You can remove nonprintable characters using a character class:
re.sub(r'[\x00-\x08\x0b\x0c\x0e-\x1f\x7f-\xff]', '', text)
Example:
>>> re.sub(r'[\x00-\x1f\x7f-\xff]', '', ''.join(map(chr, range(256))))
' !"#$%&\'()*+,-./0123456789:;<=>?#ABCDEFGHIJKLMNOPQRSTUVWXYZ[\\]^_`abcdefghijklmnopqrstuvwxyz{|}~'
Your only real problem is that backslashes are tricky. In a string, a backslash might be treated specially; for example \t would turn into a tab. Since \+ isn't special in strings, the string was actually what you expected. So then the regular expression compiler looked at it, and \+ in a regular expression would just be a plain + character. Normally the + has a special meaning ("1 or more instances of the preceding pattern") and the backslash escapes it.
The solution is just to double the backslash, which makes a pattern that matches a single backslash.
I put the pattern into r'', to make it a "raw string" where Python leaves backslashes alone. If you don't do that, Python's string parser will turn the two backslashes into a single backslash; just as \t turns into a tab, \\ turns into a single backslash. So, use a raw string and put exactly what you want the regular expression compiler to see.
Also, a better pattern would be: backslash, then an x, then 1 or more instances of the character class matching a hex character. I rewrote the pattern to this.
import re
s = r'+\x01+'
escape_char = re.compile(r'\\x[0123456789abcdef]+')
s = re.sub(escape_char, " ", s)
Instead of using a raw string, you could use a normal string and just be very careful with backslashes. In this case we would have to put four backslashes! The string parser would turn each doubled backslash into a single backslash, and we want the regular expression compiler to see two backslashes. It's easier to just use the raw string!

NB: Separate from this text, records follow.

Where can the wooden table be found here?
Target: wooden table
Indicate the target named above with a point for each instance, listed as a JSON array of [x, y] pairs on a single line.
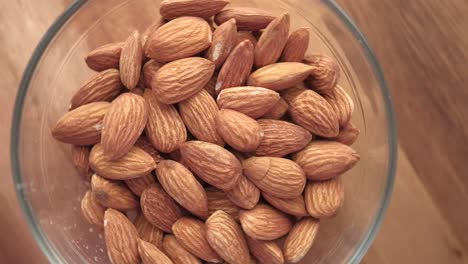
[[422, 46]]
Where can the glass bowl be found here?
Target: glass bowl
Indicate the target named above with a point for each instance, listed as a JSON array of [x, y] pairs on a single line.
[[49, 189]]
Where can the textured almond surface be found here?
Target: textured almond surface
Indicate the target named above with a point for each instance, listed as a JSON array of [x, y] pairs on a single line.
[[212, 163], [181, 79], [136, 163], [263, 222], [199, 115], [300, 239], [104, 86], [247, 18], [121, 238], [237, 67], [112, 194], [182, 186], [123, 124], [239, 130], [179, 38], [191, 233], [271, 43], [279, 177], [81, 126], [252, 101], [226, 238], [324, 198], [322, 160], [280, 76], [281, 138], [164, 129]]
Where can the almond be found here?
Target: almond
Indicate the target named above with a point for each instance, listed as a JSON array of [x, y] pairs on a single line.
[[325, 75], [182, 186], [121, 238], [324, 198], [150, 254], [165, 128], [112, 194], [81, 126], [226, 238], [123, 124], [280, 76], [294, 206], [245, 194], [224, 40], [181, 79], [266, 251], [300, 239], [148, 232], [263, 222], [199, 115], [179, 38], [212, 163], [177, 253], [104, 86], [92, 211], [171, 9], [296, 46], [138, 185], [314, 113], [281, 138], [279, 177], [105, 57], [191, 233], [238, 130], [237, 67], [271, 43], [247, 18], [159, 208], [341, 103], [252, 101], [136, 163], [323, 160]]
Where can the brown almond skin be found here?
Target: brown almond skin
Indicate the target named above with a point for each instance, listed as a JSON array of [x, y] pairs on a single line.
[[271, 43], [323, 160], [224, 40], [281, 138], [226, 238], [237, 67], [263, 222], [179, 80], [191, 233], [121, 238], [179, 38], [104, 57], [81, 126], [159, 208], [247, 18], [280, 76], [252, 101], [136, 163], [212, 163], [182, 186], [199, 115], [104, 86], [239, 130], [296, 46], [165, 129], [279, 177], [300, 239], [123, 124]]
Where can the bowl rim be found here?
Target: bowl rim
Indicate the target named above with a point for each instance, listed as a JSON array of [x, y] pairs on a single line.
[[47, 248]]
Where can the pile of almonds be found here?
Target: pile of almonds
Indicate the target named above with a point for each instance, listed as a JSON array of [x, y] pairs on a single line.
[[268, 138]]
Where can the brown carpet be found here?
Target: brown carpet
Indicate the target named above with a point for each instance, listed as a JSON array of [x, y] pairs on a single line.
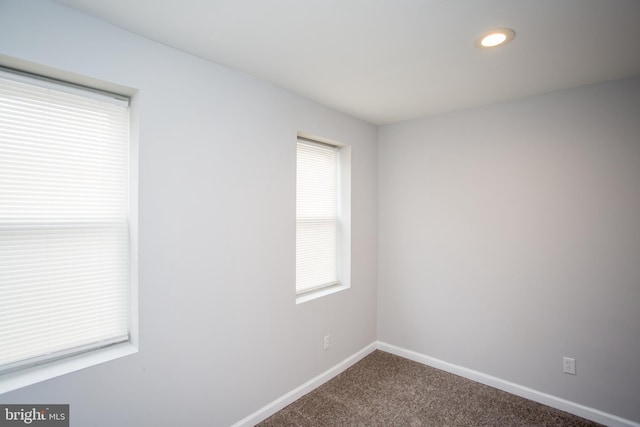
[[386, 390]]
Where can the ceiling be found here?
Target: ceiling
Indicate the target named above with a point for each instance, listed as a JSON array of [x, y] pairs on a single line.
[[385, 61]]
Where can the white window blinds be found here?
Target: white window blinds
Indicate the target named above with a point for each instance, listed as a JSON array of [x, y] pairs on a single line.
[[316, 216], [64, 233]]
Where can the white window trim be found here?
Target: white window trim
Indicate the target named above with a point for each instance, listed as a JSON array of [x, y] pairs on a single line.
[[25, 376], [344, 218]]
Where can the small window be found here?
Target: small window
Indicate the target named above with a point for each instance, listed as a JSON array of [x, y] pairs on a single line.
[[65, 236], [322, 217]]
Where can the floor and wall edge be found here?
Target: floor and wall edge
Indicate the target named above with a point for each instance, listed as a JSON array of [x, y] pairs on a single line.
[[513, 388], [278, 404]]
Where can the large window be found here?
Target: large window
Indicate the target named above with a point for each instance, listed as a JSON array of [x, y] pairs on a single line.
[[322, 216], [64, 220]]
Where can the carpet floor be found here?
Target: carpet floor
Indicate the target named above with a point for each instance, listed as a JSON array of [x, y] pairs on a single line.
[[387, 390]]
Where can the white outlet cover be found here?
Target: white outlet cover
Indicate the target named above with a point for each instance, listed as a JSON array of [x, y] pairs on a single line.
[[569, 365]]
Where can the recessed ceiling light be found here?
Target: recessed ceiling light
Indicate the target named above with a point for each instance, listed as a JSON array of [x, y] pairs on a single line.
[[494, 38]]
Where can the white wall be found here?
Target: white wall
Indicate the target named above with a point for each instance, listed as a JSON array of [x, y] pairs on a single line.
[[220, 334], [510, 237]]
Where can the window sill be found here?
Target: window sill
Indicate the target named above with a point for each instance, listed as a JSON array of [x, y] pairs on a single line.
[[35, 374], [308, 296]]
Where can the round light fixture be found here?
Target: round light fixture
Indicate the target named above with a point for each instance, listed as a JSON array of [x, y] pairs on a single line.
[[494, 38]]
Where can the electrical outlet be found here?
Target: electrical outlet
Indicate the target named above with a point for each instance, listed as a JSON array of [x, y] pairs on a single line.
[[327, 342], [569, 365]]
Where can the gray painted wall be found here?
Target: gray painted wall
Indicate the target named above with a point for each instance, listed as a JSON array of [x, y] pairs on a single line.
[[510, 237], [220, 334]]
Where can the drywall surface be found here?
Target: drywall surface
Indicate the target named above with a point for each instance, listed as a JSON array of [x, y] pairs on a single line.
[[220, 333], [510, 237]]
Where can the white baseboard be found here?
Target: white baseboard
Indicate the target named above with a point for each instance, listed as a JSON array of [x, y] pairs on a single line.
[[519, 390], [273, 407]]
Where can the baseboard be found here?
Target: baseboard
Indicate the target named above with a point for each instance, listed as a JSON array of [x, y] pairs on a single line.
[[519, 390], [273, 407]]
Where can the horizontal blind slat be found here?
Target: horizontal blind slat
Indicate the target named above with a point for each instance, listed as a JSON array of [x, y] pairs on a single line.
[[64, 234]]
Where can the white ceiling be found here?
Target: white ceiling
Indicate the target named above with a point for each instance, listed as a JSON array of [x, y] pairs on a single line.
[[390, 60]]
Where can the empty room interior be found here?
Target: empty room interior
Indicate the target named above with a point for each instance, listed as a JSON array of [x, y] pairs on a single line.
[[488, 201]]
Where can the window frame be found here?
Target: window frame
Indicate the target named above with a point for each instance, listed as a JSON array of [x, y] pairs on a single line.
[[41, 369], [343, 238]]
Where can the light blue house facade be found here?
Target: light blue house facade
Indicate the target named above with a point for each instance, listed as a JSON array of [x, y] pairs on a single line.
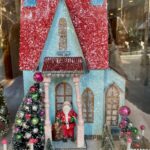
[[97, 87]]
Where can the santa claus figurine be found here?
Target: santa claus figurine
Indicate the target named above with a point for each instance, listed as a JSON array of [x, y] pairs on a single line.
[[67, 117]]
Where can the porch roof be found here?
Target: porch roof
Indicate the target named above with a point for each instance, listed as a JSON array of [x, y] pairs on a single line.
[[63, 64]]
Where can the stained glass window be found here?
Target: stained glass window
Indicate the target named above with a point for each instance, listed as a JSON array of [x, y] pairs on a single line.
[[29, 3], [88, 105], [62, 34], [97, 2], [63, 93], [112, 105]]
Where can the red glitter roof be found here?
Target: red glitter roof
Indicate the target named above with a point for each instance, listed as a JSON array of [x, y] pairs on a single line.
[[90, 24], [63, 64]]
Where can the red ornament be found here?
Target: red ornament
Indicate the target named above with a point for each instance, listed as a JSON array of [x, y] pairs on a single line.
[[28, 116], [38, 77], [33, 89]]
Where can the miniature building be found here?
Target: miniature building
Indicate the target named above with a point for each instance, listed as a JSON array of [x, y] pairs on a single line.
[[68, 42]]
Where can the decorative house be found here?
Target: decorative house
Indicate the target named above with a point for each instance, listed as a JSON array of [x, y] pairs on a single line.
[[68, 42]]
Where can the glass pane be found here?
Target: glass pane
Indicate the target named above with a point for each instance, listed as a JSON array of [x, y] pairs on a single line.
[[109, 106], [60, 89], [114, 118], [68, 98], [115, 112], [108, 118], [59, 106], [108, 112], [115, 106], [60, 99], [68, 90]]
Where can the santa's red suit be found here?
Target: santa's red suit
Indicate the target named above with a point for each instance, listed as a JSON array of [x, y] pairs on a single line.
[[67, 123]]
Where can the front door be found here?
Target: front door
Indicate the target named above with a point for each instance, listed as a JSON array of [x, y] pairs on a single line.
[[63, 93]]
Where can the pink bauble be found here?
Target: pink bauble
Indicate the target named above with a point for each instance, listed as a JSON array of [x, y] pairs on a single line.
[[124, 111], [28, 101], [4, 141], [38, 77], [124, 122], [142, 127], [129, 140], [33, 89], [121, 125], [128, 133]]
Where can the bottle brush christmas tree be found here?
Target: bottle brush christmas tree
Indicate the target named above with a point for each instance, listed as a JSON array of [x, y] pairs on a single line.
[[29, 122], [4, 117]]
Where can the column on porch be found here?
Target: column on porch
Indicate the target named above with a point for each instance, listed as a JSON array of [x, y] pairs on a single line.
[[80, 126], [48, 130]]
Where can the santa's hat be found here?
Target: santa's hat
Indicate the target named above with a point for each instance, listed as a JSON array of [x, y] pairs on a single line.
[[67, 103]]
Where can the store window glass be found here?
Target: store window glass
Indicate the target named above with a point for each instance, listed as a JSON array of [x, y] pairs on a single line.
[[129, 46]]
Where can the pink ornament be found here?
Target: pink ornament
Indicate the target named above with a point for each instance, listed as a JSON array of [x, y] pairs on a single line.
[[124, 111], [128, 133], [121, 134], [33, 141], [124, 123], [42, 113], [28, 116], [16, 130], [38, 77], [129, 140], [142, 127], [33, 89], [28, 101], [121, 125], [4, 141]]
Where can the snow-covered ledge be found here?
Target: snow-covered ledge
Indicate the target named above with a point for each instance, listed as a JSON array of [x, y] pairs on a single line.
[[80, 126], [48, 130]]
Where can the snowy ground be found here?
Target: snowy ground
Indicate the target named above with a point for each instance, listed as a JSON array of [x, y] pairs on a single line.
[[14, 95]]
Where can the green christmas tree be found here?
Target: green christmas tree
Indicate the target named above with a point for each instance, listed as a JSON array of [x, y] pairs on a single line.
[[29, 122], [4, 117], [49, 145]]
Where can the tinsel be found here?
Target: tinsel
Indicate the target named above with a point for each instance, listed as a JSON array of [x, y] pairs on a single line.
[[90, 24]]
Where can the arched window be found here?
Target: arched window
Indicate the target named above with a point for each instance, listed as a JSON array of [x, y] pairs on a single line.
[[112, 105], [88, 105], [29, 3], [63, 93], [62, 34], [97, 2]]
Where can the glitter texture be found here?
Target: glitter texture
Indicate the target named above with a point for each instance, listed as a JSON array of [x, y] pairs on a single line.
[[90, 23]]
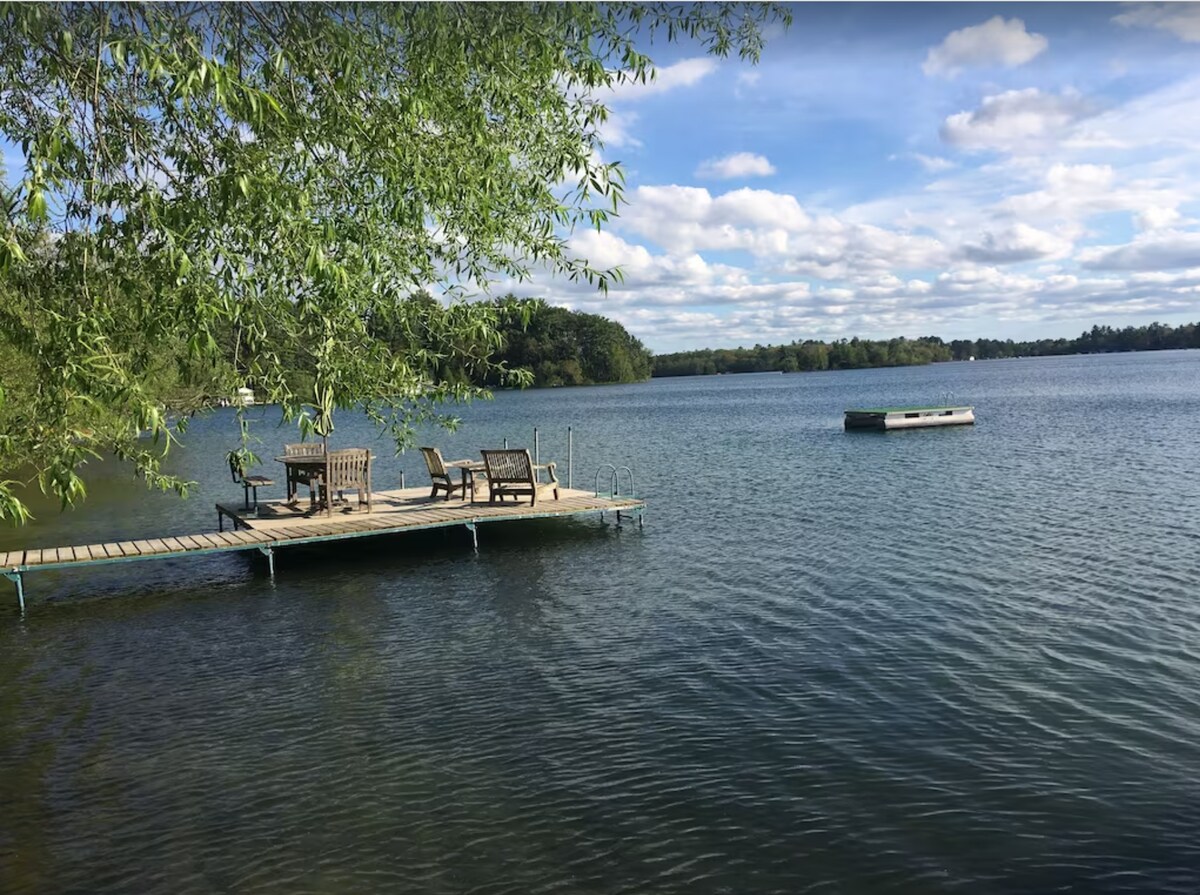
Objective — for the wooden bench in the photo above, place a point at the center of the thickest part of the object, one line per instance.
(513, 473)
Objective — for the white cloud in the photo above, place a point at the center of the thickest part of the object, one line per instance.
(995, 42)
(1155, 251)
(687, 72)
(1015, 121)
(934, 164)
(1074, 192)
(1156, 217)
(739, 164)
(617, 130)
(1181, 19)
(1019, 242)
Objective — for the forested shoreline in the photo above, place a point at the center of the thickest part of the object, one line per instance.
(811, 355)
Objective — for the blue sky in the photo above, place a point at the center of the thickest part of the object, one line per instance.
(904, 169)
(1003, 170)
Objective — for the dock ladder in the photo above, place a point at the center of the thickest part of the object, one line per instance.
(615, 484)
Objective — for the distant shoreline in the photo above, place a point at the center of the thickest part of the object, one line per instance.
(810, 355)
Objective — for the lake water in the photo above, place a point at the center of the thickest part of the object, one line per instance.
(929, 661)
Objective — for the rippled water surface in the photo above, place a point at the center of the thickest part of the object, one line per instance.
(958, 660)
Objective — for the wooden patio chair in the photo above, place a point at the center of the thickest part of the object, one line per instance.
(298, 475)
(249, 484)
(347, 470)
(441, 474)
(513, 473)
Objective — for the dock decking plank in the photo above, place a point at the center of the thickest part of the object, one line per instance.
(396, 511)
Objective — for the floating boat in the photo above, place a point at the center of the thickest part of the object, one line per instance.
(888, 418)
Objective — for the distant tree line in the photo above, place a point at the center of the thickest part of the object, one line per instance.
(804, 356)
(538, 344)
(1099, 340)
(856, 353)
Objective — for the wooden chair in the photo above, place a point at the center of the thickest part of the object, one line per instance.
(439, 474)
(298, 475)
(346, 470)
(249, 482)
(511, 473)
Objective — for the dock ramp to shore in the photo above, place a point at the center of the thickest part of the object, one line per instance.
(275, 524)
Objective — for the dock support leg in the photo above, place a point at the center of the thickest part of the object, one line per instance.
(15, 577)
(269, 552)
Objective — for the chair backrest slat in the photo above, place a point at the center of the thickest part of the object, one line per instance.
(349, 468)
(307, 449)
(433, 462)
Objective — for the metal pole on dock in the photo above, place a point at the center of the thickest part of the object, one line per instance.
(15, 577)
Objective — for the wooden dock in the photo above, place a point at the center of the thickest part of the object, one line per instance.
(276, 524)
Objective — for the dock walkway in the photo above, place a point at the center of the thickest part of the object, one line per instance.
(276, 524)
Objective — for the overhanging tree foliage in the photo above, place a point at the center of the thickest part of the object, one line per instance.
(279, 175)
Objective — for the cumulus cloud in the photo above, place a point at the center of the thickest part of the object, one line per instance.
(774, 228)
(934, 164)
(1019, 242)
(1015, 121)
(1074, 192)
(1181, 19)
(684, 73)
(1155, 251)
(997, 41)
(1157, 217)
(739, 164)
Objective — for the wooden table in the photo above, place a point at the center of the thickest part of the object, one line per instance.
(309, 467)
(468, 467)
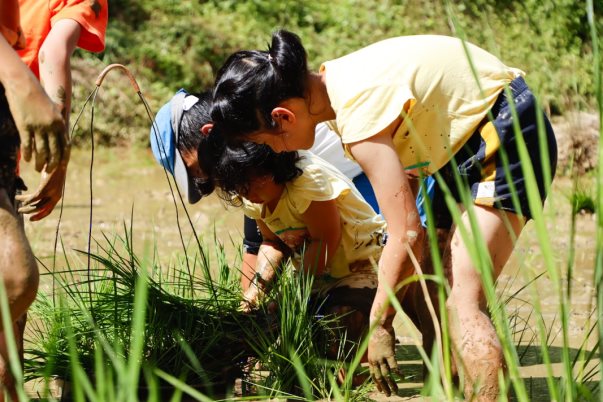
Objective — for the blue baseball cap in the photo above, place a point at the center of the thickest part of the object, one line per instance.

Also, your original pattern would remove zero or more hex digits. My pattern removes one or more. But I think it is likely that there will always be exactly two hex digits, or perhaps with Unicode maybe there will be four. You should figure out how many there can be and put a pattern that ensures this. Here's a pattern that matches 2, 3, or 4 hex digits:
escape_char = re.compile(r'\\x[0123456789abcdef]{2,4}')
And here is one that matches exactly two or exactly four. We have to use a vertical bar to make two alternatives, and we need to make a group with parentheses. I'm using a non-matching group here, with (?:pattern) instead of just (pattern) (where pattern means a pattern, not literally the word pattern).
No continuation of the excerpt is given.